New group offers leakers free attorneys, financial help if they’re fired

A new organization aspires to help whistleblowers not only with free legal advice, but also with media coaching, therapy to address stress, and rent and mortgage payments if they get fired for going to the press.

The group, Whistleblower Aid, debuted Monday with an ad blitz plastering D.C. Metro trains and with mobile billboards circling the White House, along with the CIA and NSA headquarters.

With more than $100,000 raised and ambitious plans to reach $1 million, the effort comes amid a year of high-profile leaks from within the Trump administration.


Whistleblower Aid is led by defense attorney Mark Zaid and onetime client John Tye, a former State Department internet freedom expert who went public in 2014 to warn massive surveillance can happen without judicial or legislative review under Executive Order 12333.

Zaid and Tye told the Washington Examiner the effort has about 10 staff members now, but Tye says the other participants aren’t being identified to keep security vulnerabilities to a minimum.

“It’s quite scary to be a whistleblower,” Tye said. “We’re trying to attract people who see something wrong and want to do something about it and not go to prison.”

All whistleblower contacts must be made using the anonymizing Tor browser via a designated .onion hidden website, a security measure the founders hope will build trust with potential sources.

Whistleblower Aid will not facilitate the criminal leaking of classified material, but will help submit statements for pre-publication review and file lawsuits if permission is not granted to publicly describe classified content, Tye said.

For unclassified information, the group will help would-be whistleblowers understand their legal options, including internal avenues to executive or legislative watchdogs and paths to the public.

Tye said the group is “trying to position ourselves as a full-service option, everything.”

“If it’s not classified information, we can help you meet with the media, even public relations coaching on how to talk to the media or testify to Congress,” he said. “If you get fired, we’d like to be able to help you with your rent or mortgage payment for a few months until you can find a new job. If you’re under serious stress, we can maybe help with a therapist or doctor.”

Tye said he personally incurred $13,000 in legal bills during his whistleblowing effort, which featured a Washington Post op-ed pre-screened by authorities. He said a longterm goal, if there’s enough funding, is to build Whistleblower Aid a secure facility that can handle “very sensitive” information, similar to a government SCIF.

Zaid and Tye represent the more cautious wing of the whistleblower-support community, and the launch was ridiculed by WikiLeaks on Twitter as a “whistleblower honey trap.”

“We do not help whistleblower become criminals,” Zaid counters. “As much as I watch that WikiLeaks is attacking me online, which is kind of fun, many in the government view me and John as reasonable, intelligent people who they can deal with to help serve the public good and join the interests of whistleblowers, that it’s not us versus them.”

Zaid said having lawyers involved is the best protection for whistleblowers. But he agrees with Tye that the group will be happy to help fired employees who leak unclassified information in the public interest.
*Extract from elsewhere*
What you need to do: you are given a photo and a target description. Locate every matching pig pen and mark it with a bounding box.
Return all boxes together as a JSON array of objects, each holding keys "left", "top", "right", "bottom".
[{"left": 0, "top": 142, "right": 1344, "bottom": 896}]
He said he’s well aware of the financial burden of going public.

“At times, I’ve let whistleblowers stay at my house when they had no place to live,” Zaid said.

Although Zaid said the effort is nonpartisan, he said “there’s no doubt whistleblowing activity has gained a new level of acknowledgment in the Trump administration.”

Other groups do exist that offer help to whistleblowers without charge.

Attorney Jesselyn Radack, who leads ExposeFacts‘ Whistleblower and Source Protection Program, said her group views the term whistleblower more broadly than Zaid.

“The reality is that in the realm of national security there are no meaningful and effective channels to go through,” said Radack, who represented NSA whistleblowers Edward Snowden, Thomas Drake, and others charged with crimes.

“They would say anyone who goes to the press with classified information is not a whistleblower,” added Kathleen McClellan, Radack’s colleague. “We say anyone who discloses information in the public interest is a whistleblower.”

McClellan and Radack believe Snowden is a whistleblower, and that Chelsea Manning rightfully released to WikiLeaks the Iraq War footage dubbed “Collateral Murder.” They said they cannot encourage clients to break the law, but will help people who do that and then come to them, adding information often is improperly classified.

ExposeFacts also has a contact mechanism for dark web submissions via Tor, but does not pay clients’ rent or mortgage, noting potential ethical issues with attorneys doing so.

Despite a history of contentious relations with Zaid, who has accused Radack of working to make her clients martyrs, something she vehemently rejects, Radack and McClellan say they aren’t scornful of the new endeavor.

“We have not encountered a problem where whistleblower attorneys are competing for clients,” McClellan said. “There are so many whistleblowers and not enough attorneys.”

That sentiment was echoed by Louis Clark, executive director of the Government Accountability Project, which has provided legal and institutional support to whistleblowers since the 1970s.

“We’re excited about the new effort,” he said. “There’s so much work to be done.”